Just 62 miles west of the Toyota plant, the UAW made a stand at
Ford's Kentucky Truck Plant, refusing even to countenance 89-day temps.
"It's a big, big deal," said Mike Stewart, the UAW's building
chairman at the plant in Louisville. "Any time you get this kind of
[compensation] divide, it just means less people making less money who
can't afford your product. We will always keep temps to a minimum."

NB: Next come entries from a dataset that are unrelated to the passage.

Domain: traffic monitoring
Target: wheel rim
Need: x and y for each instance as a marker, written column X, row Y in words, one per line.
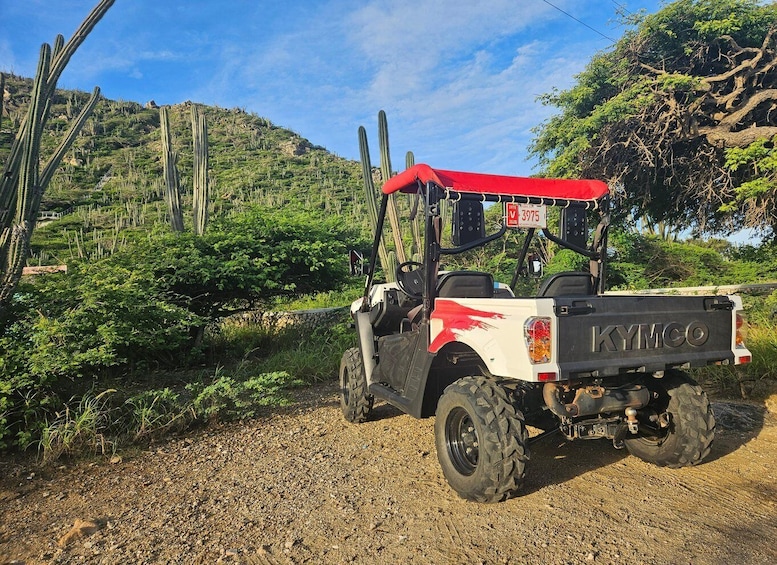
column 462, row 440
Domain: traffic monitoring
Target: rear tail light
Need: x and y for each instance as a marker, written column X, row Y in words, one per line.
column 537, row 332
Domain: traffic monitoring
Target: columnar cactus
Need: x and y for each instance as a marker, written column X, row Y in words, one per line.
column 200, row 188
column 2, row 98
column 172, row 185
column 372, row 209
column 415, row 223
column 385, row 172
column 22, row 184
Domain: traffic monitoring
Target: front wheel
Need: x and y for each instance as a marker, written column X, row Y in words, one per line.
column 688, row 438
column 481, row 440
column 355, row 402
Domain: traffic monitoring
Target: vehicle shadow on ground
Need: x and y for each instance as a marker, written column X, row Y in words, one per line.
column 737, row 423
column 555, row 460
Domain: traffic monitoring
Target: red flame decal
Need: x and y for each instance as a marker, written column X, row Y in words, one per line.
column 456, row 319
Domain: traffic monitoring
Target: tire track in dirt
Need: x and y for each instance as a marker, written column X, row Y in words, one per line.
column 300, row 485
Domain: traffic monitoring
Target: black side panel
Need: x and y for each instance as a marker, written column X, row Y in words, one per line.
column 403, row 367
column 608, row 335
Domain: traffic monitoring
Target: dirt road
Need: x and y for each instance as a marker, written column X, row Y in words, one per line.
column 300, row 485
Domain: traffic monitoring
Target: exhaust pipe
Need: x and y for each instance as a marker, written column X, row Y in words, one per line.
column 592, row 400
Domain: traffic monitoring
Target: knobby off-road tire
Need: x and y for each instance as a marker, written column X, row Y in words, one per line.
column 355, row 401
column 481, row 440
column 688, row 439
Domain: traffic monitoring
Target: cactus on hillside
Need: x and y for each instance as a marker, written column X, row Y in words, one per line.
column 2, row 98
column 200, row 189
column 415, row 223
column 369, row 189
column 385, row 171
column 22, row 183
column 172, row 184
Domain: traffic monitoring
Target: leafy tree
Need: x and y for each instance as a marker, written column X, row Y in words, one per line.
column 679, row 116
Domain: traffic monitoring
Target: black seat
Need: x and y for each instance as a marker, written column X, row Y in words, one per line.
column 457, row 284
column 465, row 284
column 568, row 283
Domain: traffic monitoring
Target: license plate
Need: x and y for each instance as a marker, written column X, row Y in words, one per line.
column 526, row 215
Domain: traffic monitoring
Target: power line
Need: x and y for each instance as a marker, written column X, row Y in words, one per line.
column 622, row 7
column 579, row 21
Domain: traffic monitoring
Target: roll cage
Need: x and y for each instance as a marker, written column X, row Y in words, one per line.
column 469, row 191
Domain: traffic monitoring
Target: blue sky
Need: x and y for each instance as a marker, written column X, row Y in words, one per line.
column 458, row 80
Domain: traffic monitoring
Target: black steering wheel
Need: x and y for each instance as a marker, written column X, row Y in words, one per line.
column 410, row 278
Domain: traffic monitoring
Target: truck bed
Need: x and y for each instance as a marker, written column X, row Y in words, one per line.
column 608, row 335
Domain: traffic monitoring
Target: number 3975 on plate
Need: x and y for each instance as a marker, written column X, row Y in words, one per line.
column 525, row 215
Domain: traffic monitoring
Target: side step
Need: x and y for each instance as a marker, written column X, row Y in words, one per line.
column 391, row 396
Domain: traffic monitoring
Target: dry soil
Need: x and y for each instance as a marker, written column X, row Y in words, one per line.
column 301, row 485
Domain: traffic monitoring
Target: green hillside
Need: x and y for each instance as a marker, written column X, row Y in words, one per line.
column 110, row 186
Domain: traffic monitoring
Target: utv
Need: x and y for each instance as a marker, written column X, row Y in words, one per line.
column 487, row 364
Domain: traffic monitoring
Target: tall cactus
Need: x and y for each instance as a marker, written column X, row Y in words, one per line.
column 200, row 189
column 172, row 184
column 415, row 223
column 372, row 208
column 2, row 98
column 385, row 172
column 22, row 183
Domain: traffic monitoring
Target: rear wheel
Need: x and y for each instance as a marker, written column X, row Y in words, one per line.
column 355, row 401
column 688, row 437
column 481, row 440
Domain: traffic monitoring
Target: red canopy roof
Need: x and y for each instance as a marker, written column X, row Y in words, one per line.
column 497, row 185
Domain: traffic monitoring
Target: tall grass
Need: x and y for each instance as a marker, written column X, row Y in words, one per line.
column 257, row 367
column 759, row 377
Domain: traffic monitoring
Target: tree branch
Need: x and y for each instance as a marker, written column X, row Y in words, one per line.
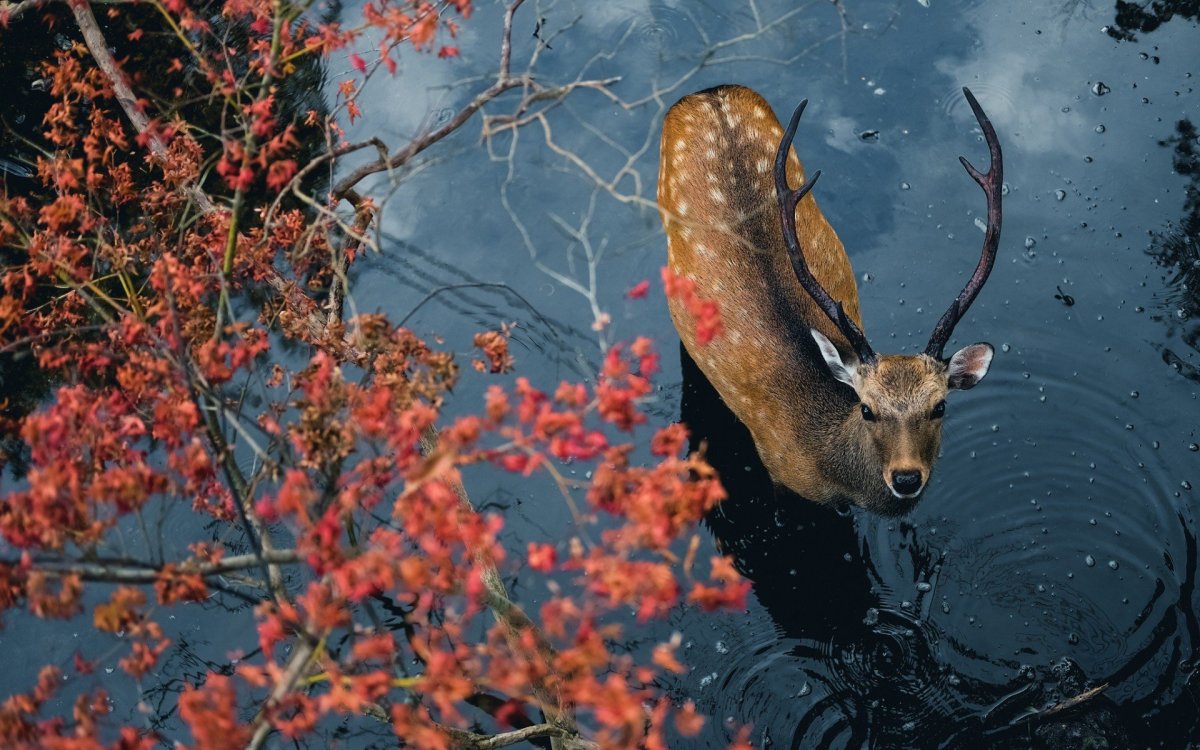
column 504, row 82
column 137, row 573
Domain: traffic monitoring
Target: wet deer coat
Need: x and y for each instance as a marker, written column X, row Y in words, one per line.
column 832, row 420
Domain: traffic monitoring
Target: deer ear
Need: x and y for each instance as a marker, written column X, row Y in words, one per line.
column 970, row 365
column 838, row 366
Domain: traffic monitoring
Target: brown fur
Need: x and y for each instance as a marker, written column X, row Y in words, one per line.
column 717, row 198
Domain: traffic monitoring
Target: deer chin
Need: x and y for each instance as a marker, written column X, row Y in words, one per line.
column 892, row 507
column 911, row 496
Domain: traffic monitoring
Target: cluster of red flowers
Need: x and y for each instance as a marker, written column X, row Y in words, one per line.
column 163, row 276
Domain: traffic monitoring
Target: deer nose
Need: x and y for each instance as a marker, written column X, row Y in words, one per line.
column 906, row 483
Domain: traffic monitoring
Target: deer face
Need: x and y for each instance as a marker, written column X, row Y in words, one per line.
column 901, row 403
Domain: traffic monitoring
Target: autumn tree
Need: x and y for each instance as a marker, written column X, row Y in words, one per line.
column 177, row 229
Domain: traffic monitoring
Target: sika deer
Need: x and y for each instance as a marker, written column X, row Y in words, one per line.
column 833, row 420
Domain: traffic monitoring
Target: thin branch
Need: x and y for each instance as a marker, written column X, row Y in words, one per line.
column 472, row 741
column 504, row 82
column 136, row 573
column 99, row 48
column 1087, row 695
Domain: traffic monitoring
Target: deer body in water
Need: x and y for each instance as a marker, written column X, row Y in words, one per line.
column 832, row 420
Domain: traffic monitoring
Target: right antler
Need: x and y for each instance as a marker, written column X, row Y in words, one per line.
column 789, row 199
column 991, row 184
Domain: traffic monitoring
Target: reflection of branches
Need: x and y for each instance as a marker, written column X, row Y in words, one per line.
column 1179, row 251
column 619, row 172
column 1133, row 18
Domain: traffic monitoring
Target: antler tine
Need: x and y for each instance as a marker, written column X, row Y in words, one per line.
column 991, row 184
column 789, row 199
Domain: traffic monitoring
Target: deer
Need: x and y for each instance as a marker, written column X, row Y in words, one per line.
column 832, row 420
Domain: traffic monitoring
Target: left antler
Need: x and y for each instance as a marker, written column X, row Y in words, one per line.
column 991, row 184
column 789, row 199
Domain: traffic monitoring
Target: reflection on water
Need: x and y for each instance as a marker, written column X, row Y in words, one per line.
column 1134, row 18
column 1179, row 252
column 838, row 660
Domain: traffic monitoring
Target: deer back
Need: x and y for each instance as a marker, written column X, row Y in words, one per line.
column 717, row 198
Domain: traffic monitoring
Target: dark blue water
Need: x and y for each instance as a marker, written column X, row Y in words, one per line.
column 1055, row 549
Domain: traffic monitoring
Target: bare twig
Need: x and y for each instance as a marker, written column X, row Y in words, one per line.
column 504, row 82
column 99, row 48
column 1087, row 695
column 136, row 573
column 472, row 741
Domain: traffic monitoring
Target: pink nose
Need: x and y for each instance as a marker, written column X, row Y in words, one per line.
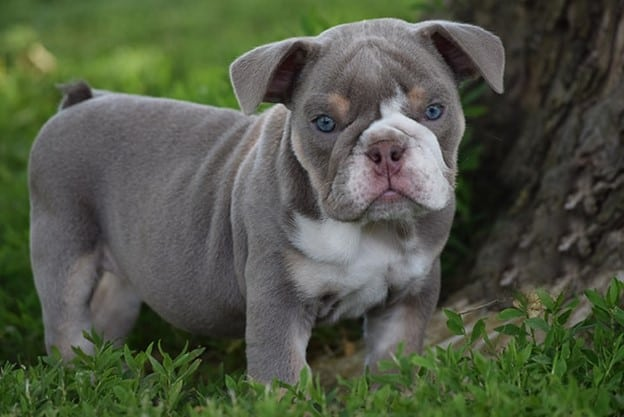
column 387, row 157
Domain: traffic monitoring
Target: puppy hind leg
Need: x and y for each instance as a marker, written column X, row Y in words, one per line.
column 114, row 308
column 64, row 295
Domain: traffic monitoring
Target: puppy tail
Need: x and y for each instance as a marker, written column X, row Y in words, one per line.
column 74, row 93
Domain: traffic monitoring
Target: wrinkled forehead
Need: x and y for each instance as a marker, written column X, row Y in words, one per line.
column 357, row 75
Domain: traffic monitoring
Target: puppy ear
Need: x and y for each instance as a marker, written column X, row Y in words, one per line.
column 268, row 73
column 469, row 50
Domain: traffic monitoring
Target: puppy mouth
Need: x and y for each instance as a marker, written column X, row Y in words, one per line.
column 389, row 196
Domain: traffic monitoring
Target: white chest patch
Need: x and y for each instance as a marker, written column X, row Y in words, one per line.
column 353, row 266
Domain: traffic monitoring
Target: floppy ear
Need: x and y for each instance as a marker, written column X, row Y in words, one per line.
column 268, row 73
column 469, row 50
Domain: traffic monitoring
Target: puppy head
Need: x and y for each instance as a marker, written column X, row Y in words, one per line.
column 376, row 117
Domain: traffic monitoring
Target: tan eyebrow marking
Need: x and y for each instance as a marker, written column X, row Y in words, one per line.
column 340, row 104
column 416, row 98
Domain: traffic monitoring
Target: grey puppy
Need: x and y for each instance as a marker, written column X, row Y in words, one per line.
column 334, row 203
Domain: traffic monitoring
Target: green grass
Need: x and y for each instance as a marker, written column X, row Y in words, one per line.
column 182, row 49
column 548, row 368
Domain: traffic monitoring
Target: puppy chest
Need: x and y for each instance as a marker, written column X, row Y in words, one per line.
column 347, row 269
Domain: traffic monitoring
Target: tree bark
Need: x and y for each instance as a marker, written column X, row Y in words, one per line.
column 555, row 147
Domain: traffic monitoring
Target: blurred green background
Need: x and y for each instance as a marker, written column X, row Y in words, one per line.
column 179, row 49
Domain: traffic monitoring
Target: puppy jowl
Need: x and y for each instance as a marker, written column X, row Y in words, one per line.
column 336, row 202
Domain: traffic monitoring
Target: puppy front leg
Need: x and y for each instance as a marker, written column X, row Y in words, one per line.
column 402, row 322
column 277, row 332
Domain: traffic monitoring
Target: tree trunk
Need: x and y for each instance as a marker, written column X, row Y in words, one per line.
column 555, row 147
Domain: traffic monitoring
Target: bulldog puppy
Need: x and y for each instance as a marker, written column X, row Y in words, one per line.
column 335, row 203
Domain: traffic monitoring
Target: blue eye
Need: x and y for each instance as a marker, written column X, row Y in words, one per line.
column 434, row 111
column 325, row 124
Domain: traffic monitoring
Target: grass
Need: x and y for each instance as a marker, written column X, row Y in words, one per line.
column 547, row 368
column 182, row 49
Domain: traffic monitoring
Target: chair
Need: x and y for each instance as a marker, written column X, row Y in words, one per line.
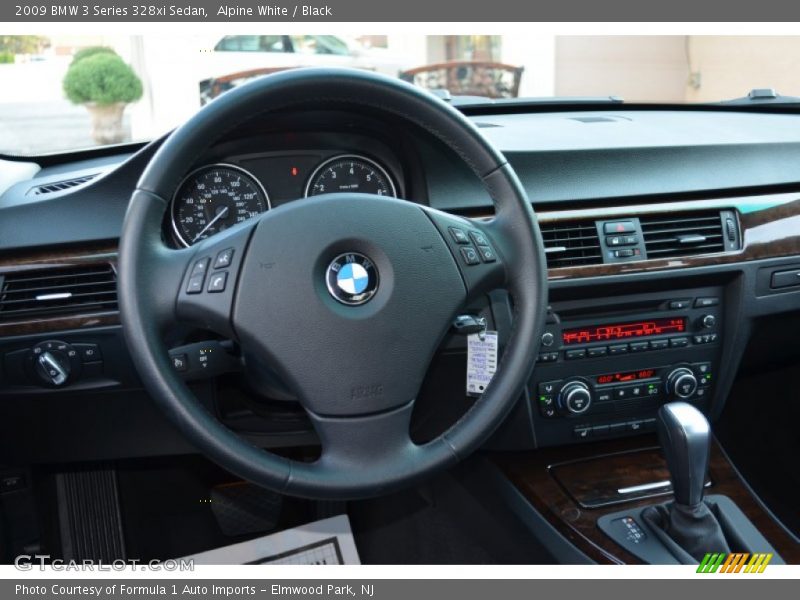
column 468, row 78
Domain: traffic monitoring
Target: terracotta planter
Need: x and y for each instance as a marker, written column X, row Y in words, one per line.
column 107, row 122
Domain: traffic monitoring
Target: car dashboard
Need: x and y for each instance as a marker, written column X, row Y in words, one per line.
column 669, row 233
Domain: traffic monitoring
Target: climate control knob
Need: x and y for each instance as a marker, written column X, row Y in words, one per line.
column 682, row 383
column 708, row 321
column 575, row 397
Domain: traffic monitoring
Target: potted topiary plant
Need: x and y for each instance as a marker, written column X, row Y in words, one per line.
column 105, row 84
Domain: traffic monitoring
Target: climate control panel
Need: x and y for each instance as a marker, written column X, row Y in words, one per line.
column 622, row 392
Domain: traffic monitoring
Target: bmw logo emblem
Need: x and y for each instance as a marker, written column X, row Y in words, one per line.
column 352, row 278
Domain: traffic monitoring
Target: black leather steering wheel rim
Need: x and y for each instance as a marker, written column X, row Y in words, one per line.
column 367, row 459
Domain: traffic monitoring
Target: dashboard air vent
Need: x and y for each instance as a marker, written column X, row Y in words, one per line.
column 59, row 186
column 571, row 243
column 682, row 234
column 58, row 291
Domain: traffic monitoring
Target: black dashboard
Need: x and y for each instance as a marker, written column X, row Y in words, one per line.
column 669, row 235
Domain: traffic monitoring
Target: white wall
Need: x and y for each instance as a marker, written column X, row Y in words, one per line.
column 538, row 55
column 638, row 68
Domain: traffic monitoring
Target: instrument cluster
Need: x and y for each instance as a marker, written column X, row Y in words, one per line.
column 219, row 195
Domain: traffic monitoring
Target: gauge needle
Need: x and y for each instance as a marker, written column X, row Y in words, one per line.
column 220, row 214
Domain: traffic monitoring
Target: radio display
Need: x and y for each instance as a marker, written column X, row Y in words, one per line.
column 623, row 331
column 626, row 377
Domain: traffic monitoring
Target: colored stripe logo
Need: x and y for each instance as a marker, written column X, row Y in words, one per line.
column 737, row 562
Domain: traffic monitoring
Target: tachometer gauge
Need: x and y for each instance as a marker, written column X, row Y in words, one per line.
column 213, row 198
column 350, row 173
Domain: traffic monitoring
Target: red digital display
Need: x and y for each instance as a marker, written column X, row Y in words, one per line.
column 625, row 377
column 623, row 331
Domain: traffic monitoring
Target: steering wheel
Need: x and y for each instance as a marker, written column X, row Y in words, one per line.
column 346, row 296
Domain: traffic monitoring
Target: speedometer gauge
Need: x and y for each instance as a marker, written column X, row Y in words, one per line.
column 213, row 198
column 350, row 173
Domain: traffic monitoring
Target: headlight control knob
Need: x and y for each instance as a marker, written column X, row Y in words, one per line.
column 52, row 367
column 54, row 363
column 575, row 397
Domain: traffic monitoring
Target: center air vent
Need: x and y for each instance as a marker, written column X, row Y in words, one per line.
column 58, row 291
column 571, row 243
column 684, row 234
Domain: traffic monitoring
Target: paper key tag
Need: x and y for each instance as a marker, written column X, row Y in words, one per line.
column 481, row 361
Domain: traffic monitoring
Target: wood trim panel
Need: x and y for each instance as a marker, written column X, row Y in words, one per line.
column 531, row 474
column 64, row 257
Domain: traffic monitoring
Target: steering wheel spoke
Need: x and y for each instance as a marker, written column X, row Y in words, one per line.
column 208, row 286
column 474, row 247
column 389, row 447
column 347, row 296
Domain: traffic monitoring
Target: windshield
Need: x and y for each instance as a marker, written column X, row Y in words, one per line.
column 67, row 92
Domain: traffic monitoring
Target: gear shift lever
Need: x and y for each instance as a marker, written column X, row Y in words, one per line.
column 688, row 522
column 684, row 434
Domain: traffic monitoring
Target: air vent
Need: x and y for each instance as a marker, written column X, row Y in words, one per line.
column 59, row 186
column 682, row 234
column 58, row 291
column 571, row 243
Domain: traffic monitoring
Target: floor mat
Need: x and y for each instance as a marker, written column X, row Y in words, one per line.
column 325, row 542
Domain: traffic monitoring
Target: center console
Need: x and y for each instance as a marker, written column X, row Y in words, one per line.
column 606, row 365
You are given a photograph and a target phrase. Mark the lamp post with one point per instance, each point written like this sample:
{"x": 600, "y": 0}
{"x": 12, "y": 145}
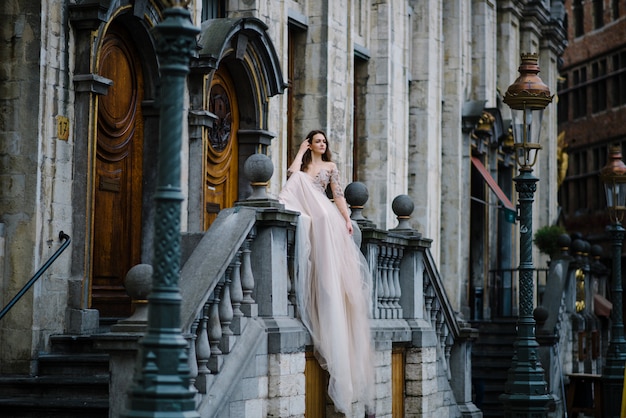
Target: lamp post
{"x": 161, "y": 387}
{"x": 613, "y": 175}
{"x": 526, "y": 392}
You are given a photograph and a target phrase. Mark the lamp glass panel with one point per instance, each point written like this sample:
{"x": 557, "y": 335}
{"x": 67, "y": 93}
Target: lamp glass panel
{"x": 517, "y": 121}
{"x": 609, "y": 189}
{"x": 534, "y": 126}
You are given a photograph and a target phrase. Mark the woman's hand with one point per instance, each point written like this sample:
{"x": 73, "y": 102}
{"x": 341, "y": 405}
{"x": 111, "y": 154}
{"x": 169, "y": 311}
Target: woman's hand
{"x": 304, "y": 147}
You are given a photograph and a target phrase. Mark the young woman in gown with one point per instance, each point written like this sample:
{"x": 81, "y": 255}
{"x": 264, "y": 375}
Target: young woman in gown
{"x": 333, "y": 281}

The use of temporary workers appears to be most pervasive in
plants owned by foreign companies, which tend to locate in states where
laws make union organizing difficult, said Susan N. Houseman, a
researcher at the independent W.E. Upjohn Institute for Employment
Research in Kalamazoo, Mich. One Japanese auto parts plant estimated
that a 5 percentage point reduction in the share of temps in the
workforce would increase total labor costs by $1 million over a year,
an Upjohn study found.
At BMW's auto plant near Greenville, S.C., about 175 temporary
workers supplement a production workforce of 3,500, keeping the
assembly line churning out Z-4 roadsters and X-5 sport utility vehicles
for the U.S. and global market through lunch hour and break times, said
Robert M. Hitt, a spokesman for BMW Manufacturing.
At Faurecia S.A., a BMW supplier in nearby Fountain Inn, S.C.,
about a third of the workers making door panels, consoles and
dashboards for the Z-4 are temps, said Campbell Manning of Palmetto
Staffing Group Inc., the temporary employment agency that staffs the
French auto parts supplier.
"They don't hire permanent," she said. "After 90 working days,
they used to roll onto the payroll. Now they just keep them as
long-term temps."
Permanent
Job Proves An Elusive Dream
Palmetto Staffing charges Faurecia a flat $12-an-hour for each
of its temps. If Faurecia hired its own permanent workers, expenses for
workers compensation insurance, unemployment insurance and other
demands would add $4 to $5 onto a $9-an-hour wage. Benefits would add
more.
Even the temps cannot argue with the logic of hiring a
lower-cost workforce. "I don't really blame Toyota," said Roy Biddle,
who went to work at the Georgetown plant at the same time Phil Hicks
did, nearly four years ago, with similar assurances that he would land
a full-time job after a year. "The law's the law, and they're just
doing what they can do under the law."
To temper expectations, Toyota last year implemented a new
policy capping temporary employment at two years. After that period,
workers must leave, but can reapply in six months. If hired again, a
worker starts at the entry wage of $12.60 an hour, compared with more
than $14 per hour if they have been there for a few years.
About 160 long-term temporaries, like Biddle and Hicks, were
grandfathered in and allowed to stay indefinitely.
Nancy Johnson, director of the Center for Labor Education and
Research at the University of Kentucky, said that because of the new
policy, temps now cycle from one plant to another, working at Toyota,
then at nearby E.D. Bullard Co., making fire helmets, then perhaps at
an auto parts supplier before heading back to Toyota.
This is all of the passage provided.